Wir gedenken dieses schrecklichen Verbrechens, weil solche fürchterlichen Mordinstrumente immer noch in den Arsenalen der Nuklearwaffenmächte bereit gehalten werden - und sogar weiter perfektioniert werden sollen. Und Vasallenstaaten der nuklearen Supermacht USA - wie die Bundesrepublik Deutschland - halten sich bereit, eigene Flugzeuge und Piloten zum Einsatz US-amerikanischer Atombomben im Kriegsfall zur Verfügung zu stellen – mehr noch: sie investieren Milliarden, um dafür benötigte Einrichtungen wie den Fliegerhorst Büchel in der Eifel für neue Bomberflugzeuge vom Typ F-35 herzurichten – das soll nach aktuellen Schätzungen 1,1 Mrd . € kosten. Unabdingbar für den fachgerechten Abwurf der neuen B-61-12 US-Nuklearbomben soll der Erwerb des Superfliegers F-35 aus den USA sein – Kosten weitere etwa 10 Mrd. €. – Dahin wird also ein Teil des um 100 Mrd. € Kreditmasse aufgeblähten deutschen Wehretats fliessen. (Zur Erläuterung: der Begriff „Vasallenstaat“ ist nicht meine Wortschöpfung, sondern entstammt dem Buch „Die einzige Weltmacht“ des Politologen Zbigniew Brzezinski, einstmals Sicherheitsberater des US-Präsidenten Carter.)

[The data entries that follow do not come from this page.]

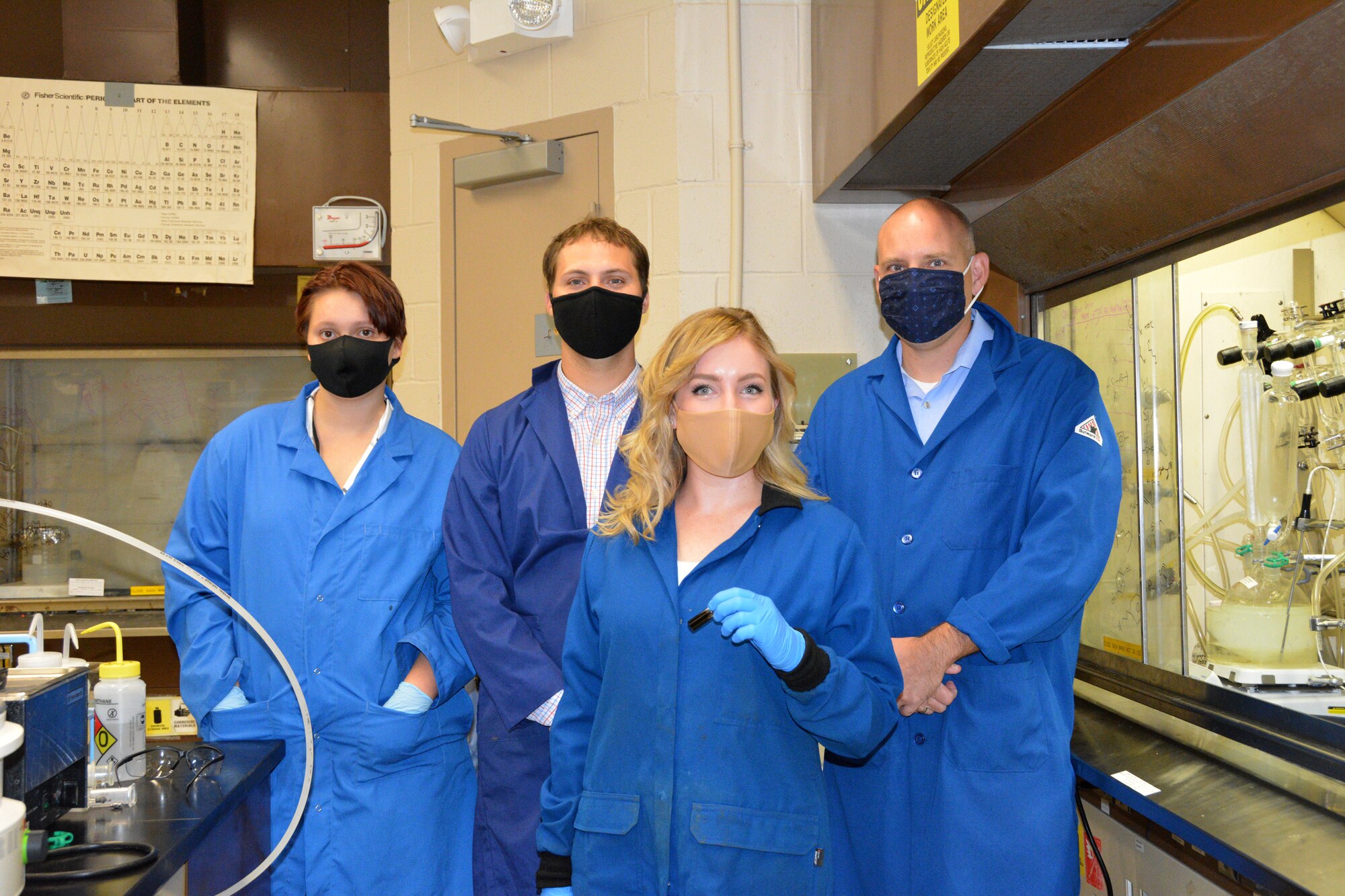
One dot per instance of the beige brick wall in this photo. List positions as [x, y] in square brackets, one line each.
[662, 67]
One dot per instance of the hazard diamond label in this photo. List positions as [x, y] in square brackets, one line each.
[103, 739]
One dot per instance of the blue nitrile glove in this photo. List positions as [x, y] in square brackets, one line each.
[408, 698]
[233, 700]
[747, 616]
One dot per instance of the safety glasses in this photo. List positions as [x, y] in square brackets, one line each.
[161, 762]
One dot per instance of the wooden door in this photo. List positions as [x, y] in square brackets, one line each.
[498, 237]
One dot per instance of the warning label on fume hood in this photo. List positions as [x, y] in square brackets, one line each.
[937, 36]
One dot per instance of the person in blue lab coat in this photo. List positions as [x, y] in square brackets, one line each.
[685, 758]
[984, 474]
[313, 514]
[532, 481]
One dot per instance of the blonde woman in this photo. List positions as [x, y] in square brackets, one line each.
[685, 755]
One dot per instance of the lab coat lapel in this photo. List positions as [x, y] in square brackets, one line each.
[545, 413]
[384, 467]
[664, 553]
[892, 391]
[980, 385]
[976, 391]
[294, 434]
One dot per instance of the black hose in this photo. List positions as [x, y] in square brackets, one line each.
[1093, 841]
[145, 854]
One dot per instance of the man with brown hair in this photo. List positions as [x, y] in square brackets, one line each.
[529, 486]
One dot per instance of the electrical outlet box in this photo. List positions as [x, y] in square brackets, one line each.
[344, 233]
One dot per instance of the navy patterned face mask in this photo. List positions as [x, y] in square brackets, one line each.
[921, 304]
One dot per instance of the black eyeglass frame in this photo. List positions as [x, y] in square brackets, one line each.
[216, 758]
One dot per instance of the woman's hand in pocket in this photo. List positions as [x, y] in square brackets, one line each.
[410, 698]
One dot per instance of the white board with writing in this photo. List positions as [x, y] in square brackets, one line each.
[163, 189]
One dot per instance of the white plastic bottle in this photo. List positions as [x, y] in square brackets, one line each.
[119, 728]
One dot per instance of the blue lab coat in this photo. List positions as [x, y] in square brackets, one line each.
[1001, 525]
[514, 529]
[681, 762]
[340, 580]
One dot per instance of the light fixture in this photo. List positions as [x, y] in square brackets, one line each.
[535, 15]
[454, 25]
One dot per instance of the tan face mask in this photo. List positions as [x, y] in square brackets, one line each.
[726, 443]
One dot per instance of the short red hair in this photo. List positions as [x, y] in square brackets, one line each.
[381, 296]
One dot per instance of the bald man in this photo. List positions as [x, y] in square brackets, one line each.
[984, 474]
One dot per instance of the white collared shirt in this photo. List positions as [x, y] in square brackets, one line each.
[379, 434]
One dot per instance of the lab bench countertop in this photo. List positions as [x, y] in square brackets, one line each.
[174, 821]
[1278, 841]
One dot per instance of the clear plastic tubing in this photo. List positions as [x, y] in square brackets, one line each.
[1277, 462]
[1250, 386]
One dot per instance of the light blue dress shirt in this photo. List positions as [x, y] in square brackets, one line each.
[927, 408]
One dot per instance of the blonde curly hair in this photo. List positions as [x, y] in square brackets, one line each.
[652, 450]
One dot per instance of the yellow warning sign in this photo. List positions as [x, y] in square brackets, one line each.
[1124, 649]
[103, 739]
[937, 36]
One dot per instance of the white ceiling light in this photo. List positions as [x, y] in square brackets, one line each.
[453, 24]
[535, 15]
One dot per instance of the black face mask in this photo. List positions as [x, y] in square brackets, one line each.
[349, 366]
[597, 322]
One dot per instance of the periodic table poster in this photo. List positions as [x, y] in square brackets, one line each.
[127, 182]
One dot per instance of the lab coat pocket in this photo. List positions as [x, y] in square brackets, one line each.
[244, 723]
[997, 724]
[978, 509]
[606, 856]
[774, 850]
[395, 741]
[403, 553]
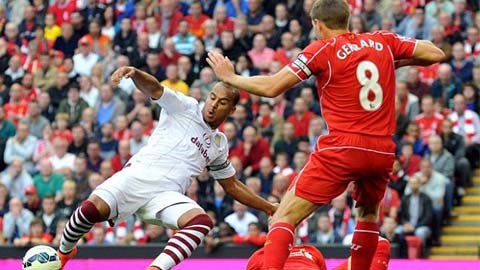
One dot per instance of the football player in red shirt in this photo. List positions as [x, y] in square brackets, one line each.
[356, 84]
[308, 257]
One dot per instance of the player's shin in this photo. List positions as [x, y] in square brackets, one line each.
[184, 242]
[279, 242]
[80, 223]
[364, 244]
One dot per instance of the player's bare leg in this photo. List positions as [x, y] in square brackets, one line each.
[91, 211]
[291, 211]
[365, 238]
[195, 224]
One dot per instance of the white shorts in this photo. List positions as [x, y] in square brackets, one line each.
[127, 193]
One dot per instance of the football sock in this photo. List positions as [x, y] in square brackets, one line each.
[184, 242]
[79, 224]
[380, 260]
[277, 247]
[364, 244]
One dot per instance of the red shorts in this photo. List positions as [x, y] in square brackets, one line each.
[342, 158]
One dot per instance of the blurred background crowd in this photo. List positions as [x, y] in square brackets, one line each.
[65, 128]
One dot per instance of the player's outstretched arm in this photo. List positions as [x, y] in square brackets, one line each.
[145, 82]
[266, 86]
[426, 53]
[241, 193]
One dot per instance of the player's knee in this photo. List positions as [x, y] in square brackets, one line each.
[201, 219]
[101, 207]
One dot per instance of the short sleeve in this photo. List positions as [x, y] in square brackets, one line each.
[401, 47]
[173, 101]
[308, 62]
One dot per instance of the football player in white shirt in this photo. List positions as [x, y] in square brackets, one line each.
[153, 183]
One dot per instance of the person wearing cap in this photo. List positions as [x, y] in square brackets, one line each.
[73, 105]
[85, 59]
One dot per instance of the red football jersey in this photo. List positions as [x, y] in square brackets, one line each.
[303, 257]
[356, 79]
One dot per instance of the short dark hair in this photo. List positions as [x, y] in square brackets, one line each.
[334, 14]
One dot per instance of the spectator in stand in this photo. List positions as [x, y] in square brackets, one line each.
[138, 139]
[109, 105]
[49, 215]
[409, 160]
[461, 67]
[62, 161]
[371, 16]
[7, 128]
[415, 85]
[417, 212]
[467, 124]
[17, 107]
[446, 86]
[16, 179]
[154, 33]
[399, 17]
[455, 144]
[301, 117]
[44, 146]
[196, 19]
[260, 54]
[37, 235]
[21, 147]
[240, 219]
[472, 43]
[324, 233]
[409, 102]
[420, 25]
[52, 30]
[80, 175]
[59, 91]
[79, 141]
[153, 65]
[120, 159]
[73, 105]
[68, 41]
[69, 203]
[108, 144]
[251, 150]
[16, 222]
[472, 97]
[429, 121]
[86, 58]
[398, 178]
[387, 231]
[35, 120]
[183, 40]
[173, 82]
[125, 40]
[94, 158]
[48, 110]
[48, 182]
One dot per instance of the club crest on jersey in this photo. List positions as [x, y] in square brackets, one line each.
[217, 140]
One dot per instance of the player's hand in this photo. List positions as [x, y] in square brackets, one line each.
[123, 72]
[221, 65]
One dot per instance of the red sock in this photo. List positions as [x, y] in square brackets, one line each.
[364, 244]
[277, 247]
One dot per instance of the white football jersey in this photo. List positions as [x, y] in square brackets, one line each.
[182, 145]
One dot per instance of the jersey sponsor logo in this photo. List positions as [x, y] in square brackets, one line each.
[349, 48]
[301, 63]
[202, 148]
[219, 167]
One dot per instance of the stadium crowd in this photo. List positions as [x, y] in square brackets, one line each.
[65, 128]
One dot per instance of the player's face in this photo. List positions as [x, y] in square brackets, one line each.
[218, 105]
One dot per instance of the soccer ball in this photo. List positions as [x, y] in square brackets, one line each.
[41, 258]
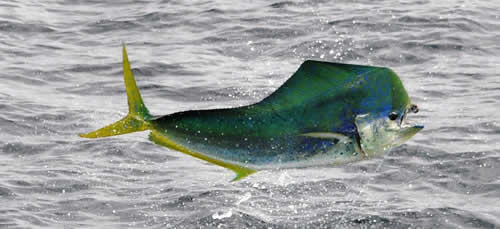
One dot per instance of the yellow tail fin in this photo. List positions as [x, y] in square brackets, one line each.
[138, 114]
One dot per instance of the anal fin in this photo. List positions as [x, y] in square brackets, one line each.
[241, 172]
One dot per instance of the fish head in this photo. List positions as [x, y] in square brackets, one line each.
[383, 122]
[379, 132]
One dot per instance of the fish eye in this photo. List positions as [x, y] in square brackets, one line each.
[414, 108]
[393, 116]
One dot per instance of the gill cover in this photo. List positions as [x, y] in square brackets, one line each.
[378, 133]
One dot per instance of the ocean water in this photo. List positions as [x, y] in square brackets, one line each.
[61, 76]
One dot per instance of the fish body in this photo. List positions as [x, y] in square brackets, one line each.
[326, 113]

Die Friedensbewegung, und mit ihr unsere ärztliche Bewegung IPPNW hat einen ganz anderen Vorschlag: die Bundesrepublik Deutschland sollte endlich dem Atomwaffenverbotsvertrag der Vereinten Nationen beitreten, wie dies bereits 70 Staaten durch Parlamentsbeschluss und Ratifizierung getan haben - und damit konsequent die Lagerung von Atomwaffen in Deutschland und natürlich erst recht jeden Einsatz solcher Massenvernichtungsmittel von unserem Territorium aus verbieten. Damit würde sie endlich dem seit langem bekannten Votum des Internationalen Gerichtshofs in Den Haag aus dem Jahr 1996 Folge leisten, der Atomwaffen wegen ihrer Wirkung als Massenvernichtungsmittel gerade auch gegen Zivilisten für unvereinbar mit dem Völkerrecht erklärt hat. - Die deutsche Bundesregierung hat nun aber einen weiteren folgenschweren Schritt als treuer Vasall der US-Regierung getan: unlängst erst hat sie widerspruchslos die Entscheidung Washingtons akzeptiert, neue Mittelstreckenraketen in Deutschland zu stationieren, offensichtlich gegen Russland gerichtet. Dazu gehörten „Tomahawk“-Marschflugkörper, und noch in der Entwicklung befindliche Hyperschallraketen, welch durchaus auch nuklear munitioniert werden können – sozusagen eine Wiederholung des Drohungsaufbaus, den Friedensbewegte bereits aus den 80er Jahren kannten und mit Erfolg bekämpft hatten.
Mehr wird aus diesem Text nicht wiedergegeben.